Ross river fever
16 November 2017
Mosquitoes are on the rise, with many of them carrying diseases that are harmful to both humans and horses. One of these illnesses is Ross River Fever (RRF) which is commonly spread through the warmer months in Australia, peaking during January to March when mosquito’s populations are highest.
Months of heavy rainfalls often see the biggest number of RRF cases as mosquito population’s rise with wet breeding grounds. Areas also surrounded by stagnant pools of water (dams, puddles, open water tanks) or damp areas see a rise in the number of mosquitoes and therefore are a bigger chance of contracting the disease.
What is Ross River Fever?
Ross River Fever is an insect-borne virus (commonly carried by mosquitoes) that can affect both humans and horses in a number of ways. The most common of symptoms are a number of neurological, musculoskeletal, behavioural, and respiratory problems in horses. It is a very common disease across Australia, and although not lethal, it is extremely debilitating and once infected can last a lifetime.
In humans, RRF will often mean that the carrier will suffer joint pain and arthritis while others can experience cases of chronic fatigue.
When it comes to symptoms of RRF, most horses will differ strongly as they can be affected in different ways.
In saying this, some of the initial signs will include:
- Joint pain
- Swelling of the lower limbs
- Reluctance to move or cooperate
- Stiffness and soreness
- Respiratory signs – increased respiratory rate and an early stages cough
- Gastrointestinal problems including diarrhoea and spasmodic colic
- Behavioural changes – more time spent lying down, loss of appetite, weight loss, poor exercise performance or an inability to exercise
- Loss of coordination and lameness
- Nervous signs – wobbliness or staggering when walking
When it comes to Ross River Fever, there is, unfortunately, no treatment readily available. In this case, prevention is the best form of treatment. However, giving your horse antibiotics and anti-inflammatory agents will help with the swelling and stiffness along with making the horse more comfortable in general.
To help with alleviating the symptoms, you should put your horse under minimal stress and be allowed to rest as much as possible.

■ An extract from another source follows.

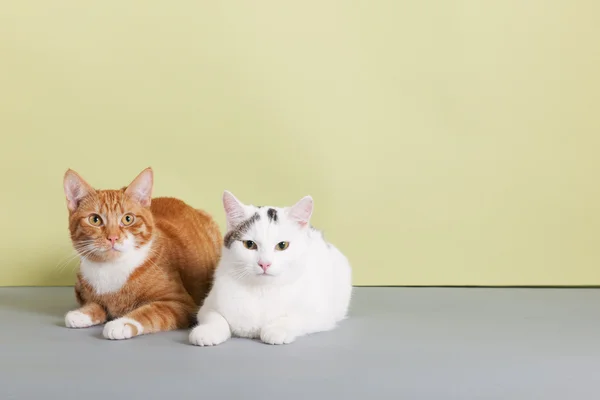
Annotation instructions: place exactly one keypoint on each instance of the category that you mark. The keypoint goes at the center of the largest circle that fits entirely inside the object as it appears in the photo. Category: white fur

In most cases, after 18 months or so the horse will overcome the disease and build immunity to RRF, therefore allowing them not to be reinfected later on in life.
Prevention and control
Controlling the breeding of mosquitoes around your horses is the best bet to reduce the chances of contracting RRF. It is important to be extra vigilant after heavy rainfalls as mosquitoes thrive in these types of environments. Other precautions that you can take include covering your horse with mesh or cotton rugs (particularly during the morning and evening as mosquitoes are prevalent at these times), as well as general maintenance around the stables such as removing still water sources where mosquitoes can breed.
When dealing with insect-borne diseases, prevention and control is the best way to cope. As RRF doesn’t have a treatment, it is much safer to avoid the disease and all costs through preventative measures. Although, if your horse is showing signs of Ross River Fever, contacting your vet immediately should be a top priority.